The safety and efficacy of abatacept (Orencia) injection for intravenous use was assessed in a Phase 2, randomized, double-blind, multicenter, dose-ranging study of 170 adults with active arthritis (defined as the presence of three or more swollen joints and three or more tender joints), and active plaque psoriasis (with at least one qualifying target lesion of 2 cm or more in diameter). Participants had an inadequate response to DMARDs, including, but not limited to, MTX or anti-TNF agents. Participants were randomly assigned (1:1:1:1) to receive placebo or abatacept (Orencia) IV infusions at doses of 3 mg/kg, 10 mg/kg, or 30/10 mg/kg (two initial doses of 30 mg/kg, followed by 10 mg/kg) on days 1, 15, and 29 and then once every 28 days thereafter for 6 months. The primary endpoint of this study was ACR 20 response on day 169, resulting in 42% in those who received 30/10 mg/kg of abatacept (Orencia), 48% who received 10 mg/kg, 33% who received 3 mg/kg, and 19% who received placebo. Compared to placebo, the ACR20 responses were statistically significant for the 30/10 mg/kg (P = 0.022) and the 10 mg/kg (P= 0.006), but not the 3 mg/kg (P= 0.121) doses of abatacept (Orencia).

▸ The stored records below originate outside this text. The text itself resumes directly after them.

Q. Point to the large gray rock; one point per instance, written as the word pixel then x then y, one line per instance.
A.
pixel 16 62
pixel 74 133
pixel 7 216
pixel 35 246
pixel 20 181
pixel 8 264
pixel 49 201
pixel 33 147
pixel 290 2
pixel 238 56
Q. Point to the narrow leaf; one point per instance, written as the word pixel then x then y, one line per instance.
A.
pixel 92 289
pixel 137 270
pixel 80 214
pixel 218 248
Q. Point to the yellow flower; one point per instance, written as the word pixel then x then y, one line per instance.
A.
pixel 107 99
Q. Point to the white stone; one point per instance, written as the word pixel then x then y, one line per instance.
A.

Genovese et al. (2011) performed a noninferiority study in the treatment of RA showing the therapeutic equivalence of abatacept (Orencia) dosing at 10 mg/kg IV every 4 weeks and 125 mg subcutaneously (SC) weekly. Further, the safety and efficacy of abatacept (Orencia), 125 mg weekly SC injection, was performed in a randomized, double-blind, Phase 3 study in the treatment of 424 adults with active PsA (as defined in previous study). Participants had an inadequate response or intolerance to one or more DMARDs, including, but not limited to, MTX or anti-TNF agents. Participants were randomly assigned (1:1) to receive placebo or abatacept (Orencia) subcutaneous 125 mg weekly for 24 weeks followed by open-label subcutaneous abatacept. As the primary endpoint, abatacept (Orencia) significantly increased ACR20 response versus placebo at week 24 (39.4% vs 22.3%; P<0.001).
Evidence of clinical benefit and safety of abatacept (Orencia) injection for intravenous use in the management of RA is based principally on the results of six randomized, double-blind, placebo-controlled clinical trials in adults (18 years of age or older) with the disease. Improvement in the signs and symptoms of RA after treatment with abatacept (Orencia) injection for intravenous use was consistently reported by the participants of the studies, according to the response rate measured by the ACR scores.
There may be additional indications contained in the Policy section of this document due to evaluation of criteria highlighted in the Company’s off-label policy, and/or review of clinical guidelines issued by leading professional organizations and government entities.